Fuga final del Falstaff verdiano

La idea había arrancado con el Op.106, la más monumental de las sonatas beethovenianas, concluida también con una fuga de extensión inusitada (385 compases) en que un tema es transformado, no ya formal sino también expresivamente: la modulación a Re mayor y la simplificación melódica presente en el Cp.250 resultan particularmente conmovedoras. Como bien observara Charles Rosen, la reflexión implícita en la Hammerklavier es la naturaleza del propio lenguaje de su época, como substancia musical en sí misma (Rosen la compara, lúcidamente, con la poesía de Mallarmé, cuyo argumento es la propia materia poética). De ahí la necesidad de regresar a una forma que los compositores de su tiempo consideraban obsoleta: para poder hacerse entender. Por lo demás, huelga decir que Beethoven huye de toda posible imitación de Bach, desarrollando la forma de un modo totalmente propio y carente de precursores.

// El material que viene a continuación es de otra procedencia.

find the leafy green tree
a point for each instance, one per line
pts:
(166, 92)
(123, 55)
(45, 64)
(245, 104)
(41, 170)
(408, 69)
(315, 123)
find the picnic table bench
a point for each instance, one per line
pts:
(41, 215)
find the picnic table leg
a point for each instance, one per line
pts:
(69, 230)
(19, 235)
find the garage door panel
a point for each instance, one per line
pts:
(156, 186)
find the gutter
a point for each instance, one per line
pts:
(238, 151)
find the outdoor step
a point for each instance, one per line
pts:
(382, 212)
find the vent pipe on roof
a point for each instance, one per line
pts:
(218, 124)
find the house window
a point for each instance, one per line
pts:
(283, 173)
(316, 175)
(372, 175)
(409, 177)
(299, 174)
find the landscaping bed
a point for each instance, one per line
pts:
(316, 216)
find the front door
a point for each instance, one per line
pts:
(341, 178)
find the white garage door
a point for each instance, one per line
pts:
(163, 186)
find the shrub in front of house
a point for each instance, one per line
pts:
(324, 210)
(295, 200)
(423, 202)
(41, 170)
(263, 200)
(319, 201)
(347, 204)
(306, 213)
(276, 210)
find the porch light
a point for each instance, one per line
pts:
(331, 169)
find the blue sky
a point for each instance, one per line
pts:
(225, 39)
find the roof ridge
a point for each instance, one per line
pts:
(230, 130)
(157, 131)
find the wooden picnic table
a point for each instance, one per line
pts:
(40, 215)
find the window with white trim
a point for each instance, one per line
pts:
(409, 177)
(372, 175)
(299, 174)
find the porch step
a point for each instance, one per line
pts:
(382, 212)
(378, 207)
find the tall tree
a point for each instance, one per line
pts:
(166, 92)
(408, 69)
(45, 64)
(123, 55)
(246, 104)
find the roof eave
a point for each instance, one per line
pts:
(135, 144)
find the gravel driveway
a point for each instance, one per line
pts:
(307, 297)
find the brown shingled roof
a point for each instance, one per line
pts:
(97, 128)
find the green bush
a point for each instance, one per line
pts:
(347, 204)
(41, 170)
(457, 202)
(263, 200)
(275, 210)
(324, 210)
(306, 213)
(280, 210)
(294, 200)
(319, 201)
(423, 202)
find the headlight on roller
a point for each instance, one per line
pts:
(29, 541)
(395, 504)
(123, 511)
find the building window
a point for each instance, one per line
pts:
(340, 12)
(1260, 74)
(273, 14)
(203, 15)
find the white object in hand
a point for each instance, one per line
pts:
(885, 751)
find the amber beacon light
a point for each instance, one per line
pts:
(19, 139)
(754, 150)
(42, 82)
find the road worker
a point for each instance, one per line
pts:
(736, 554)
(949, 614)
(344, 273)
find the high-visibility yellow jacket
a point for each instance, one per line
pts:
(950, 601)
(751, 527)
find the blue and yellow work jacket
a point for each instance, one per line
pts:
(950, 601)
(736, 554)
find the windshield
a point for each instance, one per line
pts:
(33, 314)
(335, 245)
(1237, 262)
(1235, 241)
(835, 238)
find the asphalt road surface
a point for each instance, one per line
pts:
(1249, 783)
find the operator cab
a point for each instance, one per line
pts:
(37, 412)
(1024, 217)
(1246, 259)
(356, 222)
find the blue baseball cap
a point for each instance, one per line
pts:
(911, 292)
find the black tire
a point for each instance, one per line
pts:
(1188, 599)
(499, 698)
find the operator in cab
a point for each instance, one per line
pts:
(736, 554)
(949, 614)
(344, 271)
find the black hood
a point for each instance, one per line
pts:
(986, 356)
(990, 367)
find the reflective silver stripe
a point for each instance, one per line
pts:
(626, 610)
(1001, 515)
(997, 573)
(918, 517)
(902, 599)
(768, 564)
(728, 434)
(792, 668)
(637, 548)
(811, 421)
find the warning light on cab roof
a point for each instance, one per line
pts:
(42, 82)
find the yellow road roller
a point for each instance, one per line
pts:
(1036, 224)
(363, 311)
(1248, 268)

Torniamo all’antico, sarà un progresso. La célebre frase escrita por Verdi a Francesco Florimo en una carta fechada el 5 de enero de 1871 bien cabría, en sentido diferente, aplicarse al Beethoven de la última época. En ambos casos hay una reivindicación del conocimiento de la historia como actitud transformadora del presente, pero también como fuerza impulsora del futuro. Muy separados en el tiempo y en la geografía (amén de en la estética), resulta significativo que ni Verdi ni Beethoven puedan inscribirse en el discurso del romanticismo, pese al repetido intento de apropiación de ambas figuras por parte de cierta crítica ideológica: en esa compartida valoración del pretérito hay un rasgo común, una suerte de visión trastemporal que denuncia la pretensión equívoca de aplicar la idea del progreso al terreno del arte.